While the Project had planned to increase the percentages going into the fall because of colder weather and a possible new wave of COVID-19 cases, funding problems caused a premature end to the program. The Federal Emergency Management Agency (FEMA), which paid for 75% of the $100 million program, wavered on funding in recent months, causing the Project to end gradually and keep as many housed as possible rather than ending abruptly and sending thousands of homeless people back on the street overnight.
The Los Angeles Homeless Services Authority (LAHSA) has said that they will keep as many housed as the project runs down.
“Our first priority is those who are in the hotels,” said LAHSA executive director Heidi Marston on Wednesday. “We don’t want them exiting back to the street.”
As there are still around 4,000 people on the program, LAHSA and other homeless groups will work to re-shelter those people as the need arises in the coming months.
Issues over Project Roomkey from day one
Many critics have said that the end result was predictable, as the state and different counties had been slow to temporarily rehouse people.
“It was a $100 million program that, in the end, only housed less than 5,000 people,” former county-homeless liaison Edgar Powe explained to the Globe. “Not only was it mismanaged, but they forgot how many homeless people actually volunteer for this sort of thing.”
“Seasoned homeless people are vary wary of relocations because they have been burned by them before, such as anytime they are forced out of areas for big events that come up. Others prefer the street and there is no helping them. Others have a line on more stable housing and don’t want to jeopardize it. Others didn’t want that 7 P.M. curfew and found it insulting. And the list goes on.”

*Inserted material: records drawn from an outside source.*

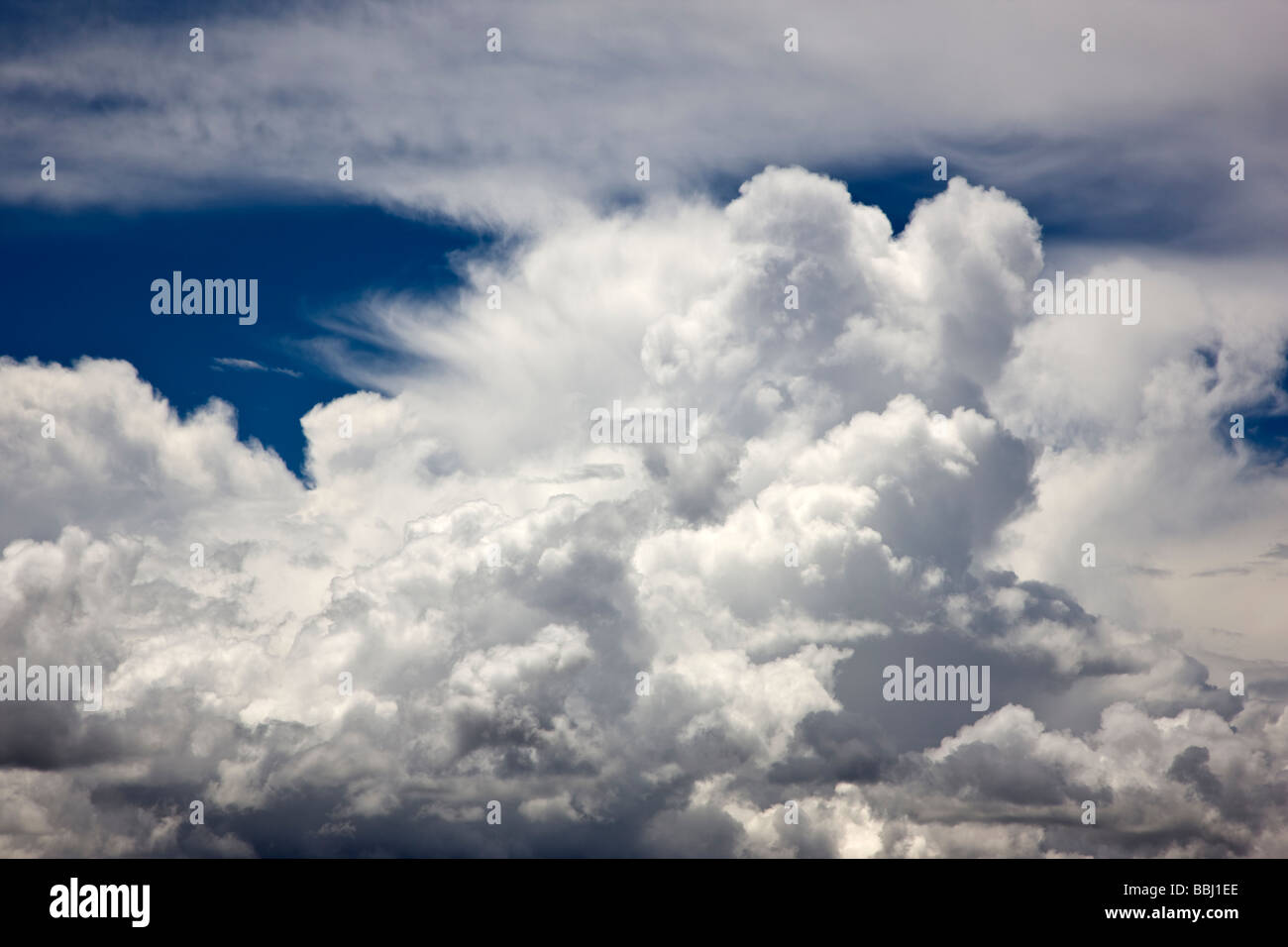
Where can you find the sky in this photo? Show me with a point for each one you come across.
(362, 577)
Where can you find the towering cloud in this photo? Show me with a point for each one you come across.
(632, 650)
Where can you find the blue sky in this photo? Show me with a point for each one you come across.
(455, 605)
(86, 275)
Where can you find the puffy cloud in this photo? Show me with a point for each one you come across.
(634, 650)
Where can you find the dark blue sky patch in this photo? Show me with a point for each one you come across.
(81, 287)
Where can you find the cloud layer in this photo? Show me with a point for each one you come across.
(494, 582)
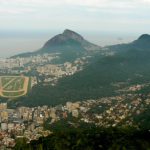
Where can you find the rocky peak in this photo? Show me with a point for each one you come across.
(73, 35)
(144, 37)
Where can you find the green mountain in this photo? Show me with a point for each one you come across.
(128, 66)
(67, 42)
(142, 43)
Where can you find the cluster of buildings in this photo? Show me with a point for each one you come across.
(105, 112)
(42, 67)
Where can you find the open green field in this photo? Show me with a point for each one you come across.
(13, 86)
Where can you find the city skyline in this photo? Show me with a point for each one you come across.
(27, 25)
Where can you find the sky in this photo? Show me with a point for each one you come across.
(25, 25)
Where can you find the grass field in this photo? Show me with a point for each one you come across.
(13, 86)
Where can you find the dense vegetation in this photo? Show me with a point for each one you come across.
(95, 81)
(91, 138)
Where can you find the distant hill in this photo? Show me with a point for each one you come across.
(65, 42)
(130, 64)
(142, 44)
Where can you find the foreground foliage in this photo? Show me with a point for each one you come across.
(91, 138)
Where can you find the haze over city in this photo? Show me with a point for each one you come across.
(27, 25)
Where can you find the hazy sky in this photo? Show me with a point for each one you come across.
(26, 24)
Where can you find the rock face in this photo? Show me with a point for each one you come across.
(144, 37)
(68, 40)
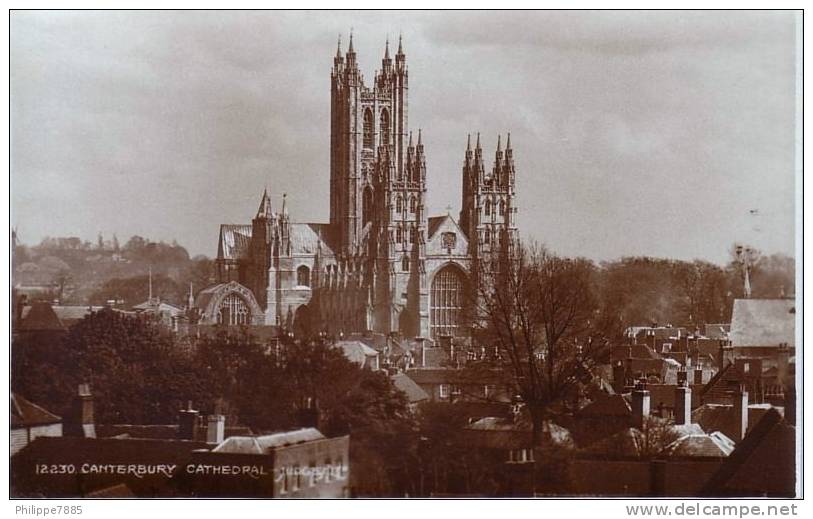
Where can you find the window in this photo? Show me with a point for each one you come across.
(303, 276)
(385, 128)
(283, 481)
(233, 310)
(367, 206)
(521, 456)
(368, 129)
(312, 475)
(446, 300)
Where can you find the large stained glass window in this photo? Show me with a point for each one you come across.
(233, 310)
(446, 302)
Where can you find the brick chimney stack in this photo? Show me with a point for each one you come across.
(187, 422)
(683, 404)
(640, 404)
(216, 429)
(740, 403)
(80, 420)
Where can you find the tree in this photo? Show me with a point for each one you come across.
(542, 315)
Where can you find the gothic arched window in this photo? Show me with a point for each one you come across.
(385, 127)
(303, 276)
(367, 206)
(233, 310)
(446, 301)
(369, 141)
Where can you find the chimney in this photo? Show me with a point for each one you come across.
(619, 376)
(782, 361)
(725, 353)
(309, 413)
(650, 339)
(80, 421)
(790, 405)
(740, 403)
(422, 346)
(640, 404)
(187, 422)
(683, 404)
(215, 429)
(698, 374)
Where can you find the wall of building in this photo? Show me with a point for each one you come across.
(21, 437)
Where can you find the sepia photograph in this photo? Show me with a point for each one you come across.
(405, 254)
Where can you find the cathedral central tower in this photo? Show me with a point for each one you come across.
(363, 121)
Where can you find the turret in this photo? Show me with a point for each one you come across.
(386, 63)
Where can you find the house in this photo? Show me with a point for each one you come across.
(762, 465)
(760, 326)
(28, 421)
(194, 462)
(359, 353)
(414, 393)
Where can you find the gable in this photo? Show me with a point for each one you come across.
(446, 237)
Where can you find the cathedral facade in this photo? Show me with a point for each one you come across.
(381, 263)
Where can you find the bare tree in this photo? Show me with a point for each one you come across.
(539, 314)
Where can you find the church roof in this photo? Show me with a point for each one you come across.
(23, 413)
(234, 242)
(41, 317)
(305, 238)
(763, 322)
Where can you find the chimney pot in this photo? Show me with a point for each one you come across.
(683, 405)
(215, 429)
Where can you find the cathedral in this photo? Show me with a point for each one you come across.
(381, 263)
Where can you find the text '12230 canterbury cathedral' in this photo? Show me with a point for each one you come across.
(381, 264)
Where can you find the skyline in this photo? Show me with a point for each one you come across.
(627, 126)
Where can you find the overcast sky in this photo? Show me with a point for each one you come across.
(668, 134)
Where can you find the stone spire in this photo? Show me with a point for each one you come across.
(264, 210)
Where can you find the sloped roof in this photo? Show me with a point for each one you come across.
(234, 242)
(506, 433)
(434, 222)
(763, 322)
(716, 331)
(763, 464)
(27, 414)
(305, 238)
(610, 405)
(265, 444)
(413, 391)
(721, 417)
(356, 351)
(41, 318)
(715, 445)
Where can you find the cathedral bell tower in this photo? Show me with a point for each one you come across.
(488, 214)
(364, 123)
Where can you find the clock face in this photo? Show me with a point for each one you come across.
(449, 240)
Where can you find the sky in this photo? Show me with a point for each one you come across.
(667, 134)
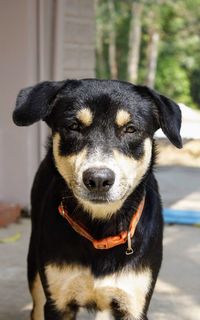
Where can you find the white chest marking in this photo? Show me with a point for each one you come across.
(72, 283)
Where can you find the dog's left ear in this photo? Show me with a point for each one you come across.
(35, 103)
(168, 115)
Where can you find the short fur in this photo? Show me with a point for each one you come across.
(106, 126)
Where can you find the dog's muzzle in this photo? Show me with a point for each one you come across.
(98, 180)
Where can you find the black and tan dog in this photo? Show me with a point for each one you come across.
(96, 237)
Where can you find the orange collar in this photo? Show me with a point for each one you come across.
(109, 242)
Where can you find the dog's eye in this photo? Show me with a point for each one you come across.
(75, 126)
(129, 129)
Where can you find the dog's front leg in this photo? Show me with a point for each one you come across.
(51, 313)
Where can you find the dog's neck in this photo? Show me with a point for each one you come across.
(100, 228)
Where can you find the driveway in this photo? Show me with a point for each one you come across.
(177, 294)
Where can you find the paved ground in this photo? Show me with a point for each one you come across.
(177, 294)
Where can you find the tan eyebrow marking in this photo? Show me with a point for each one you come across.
(85, 116)
(122, 118)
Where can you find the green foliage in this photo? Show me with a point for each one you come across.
(178, 64)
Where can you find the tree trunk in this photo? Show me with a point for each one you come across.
(112, 42)
(152, 57)
(134, 41)
(100, 46)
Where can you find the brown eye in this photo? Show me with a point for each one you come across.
(129, 129)
(74, 126)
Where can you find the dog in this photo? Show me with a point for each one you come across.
(97, 223)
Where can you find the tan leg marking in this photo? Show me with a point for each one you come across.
(72, 283)
(39, 299)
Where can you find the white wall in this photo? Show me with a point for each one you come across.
(18, 68)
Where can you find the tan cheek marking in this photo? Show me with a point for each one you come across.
(39, 299)
(132, 169)
(69, 283)
(122, 118)
(67, 165)
(85, 116)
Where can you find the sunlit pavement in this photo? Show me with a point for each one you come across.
(177, 294)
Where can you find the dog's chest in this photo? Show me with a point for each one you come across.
(73, 284)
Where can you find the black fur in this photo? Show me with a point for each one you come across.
(52, 239)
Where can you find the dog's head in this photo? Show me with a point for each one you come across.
(102, 135)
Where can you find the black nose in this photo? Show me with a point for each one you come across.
(98, 179)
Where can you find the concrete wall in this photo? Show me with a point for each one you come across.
(75, 34)
(40, 40)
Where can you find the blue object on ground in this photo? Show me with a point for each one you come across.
(181, 216)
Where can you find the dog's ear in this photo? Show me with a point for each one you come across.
(35, 103)
(168, 116)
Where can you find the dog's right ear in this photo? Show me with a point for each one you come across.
(35, 103)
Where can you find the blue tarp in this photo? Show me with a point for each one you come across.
(181, 216)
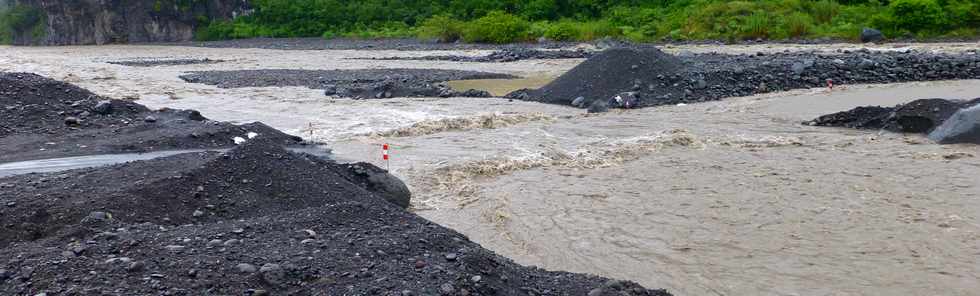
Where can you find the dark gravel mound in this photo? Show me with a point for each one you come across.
(164, 62)
(43, 118)
(691, 78)
(962, 127)
(603, 76)
(919, 116)
(503, 56)
(358, 84)
(255, 179)
(36, 104)
(255, 221)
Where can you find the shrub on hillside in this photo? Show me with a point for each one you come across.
(441, 27)
(911, 16)
(497, 27)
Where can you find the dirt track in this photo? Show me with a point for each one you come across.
(730, 197)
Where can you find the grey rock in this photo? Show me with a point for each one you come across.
(598, 106)
(871, 35)
(119, 260)
(798, 68)
(136, 266)
(962, 127)
(624, 100)
(273, 274)
(174, 248)
(103, 107)
(214, 243)
(330, 90)
(96, 217)
(384, 184)
(71, 120)
(447, 289)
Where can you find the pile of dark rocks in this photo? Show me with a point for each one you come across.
(42, 118)
(655, 78)
(945, 121)
(256, 219)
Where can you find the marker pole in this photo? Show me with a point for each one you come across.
(384, 155)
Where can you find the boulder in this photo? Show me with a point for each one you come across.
(598, 106)
(103, 107)
(871, 35)
(381, 182)
(962, 127)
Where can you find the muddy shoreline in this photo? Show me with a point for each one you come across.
(645, 77)
(357, 84)
(760, 204)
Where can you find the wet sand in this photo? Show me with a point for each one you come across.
(720, 198)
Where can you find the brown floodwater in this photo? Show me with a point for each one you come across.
(501, 87)
(722, 198)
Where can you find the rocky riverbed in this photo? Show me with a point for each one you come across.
(254, 220)
(357, 84)
(643, 76)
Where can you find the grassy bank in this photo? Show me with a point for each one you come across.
(21, 21)
(581, 20)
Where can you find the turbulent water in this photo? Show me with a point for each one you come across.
(721, 198)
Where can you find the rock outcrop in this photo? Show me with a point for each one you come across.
(71, 22)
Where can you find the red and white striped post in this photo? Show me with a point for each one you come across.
(384, 155)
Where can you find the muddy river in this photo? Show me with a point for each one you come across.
(734, 197)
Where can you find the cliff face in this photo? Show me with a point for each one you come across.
(69, 22)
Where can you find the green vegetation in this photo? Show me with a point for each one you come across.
(23, 21)
(577, 20)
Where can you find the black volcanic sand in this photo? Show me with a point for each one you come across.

“A lot of the hotels were actually far away from usual areas of homeless services. And despite Project Roomkey having food and shelter and some medical provided free of charge, they forgot about all the other needs. Some wanted to go to church, some wanted to visit family who were far away. Some wanted to get jobs but couldn’t because their hotel was too far away.”
“It should have been way more localized and there should have been options for hotel room transfers to meet needs and to help them get out of homelessness. That’s why it failed. From those I talked to, it was great having a roof over their head and eating like they haven’t have eaten for years, but after awhile it all became monotonous. The homeless agencies weren’t finding people fast enough, and they were not giving homeless people who did join up the options to do everything they needed, including finding work.”
“Los Angeles is a special note because they only went after hotels with more than 100 rooms and not the many, struggling smaller hotels who really wanted the business and would have had many more homeless stay longer due to a more geographically diverse list of options. Other counties did that too. They ignored the small ones, and as a result, many felt like there was no choice on where to go.”
“That’s why this is ending. That’s why the hotels are emptying again.”
Some homeless assistance leaders did note some positive aspects of the program, such as the number of hotels willing to help on discount and housing a large number of people in a short period of time.
“There were aspects that I think were a huge success,” noted LAHSA governing commission chair Sarah Dusseault. “Housing that many people in a short period of time, I think that is extremely successful. Nothing on that scale has ever been attempted before.”
But with a program wasting around $50 million of federal and state money on blocks of empty hotel rooms and a return to a higher homeless percentage due to a return to the streets for many – a number already found to be at least 20% of those who left the Project so far.
The program is now expected to last until February, coasting on remaining pledged city and county money, as well as remaining CARES Act funding that went to Project Roomkey.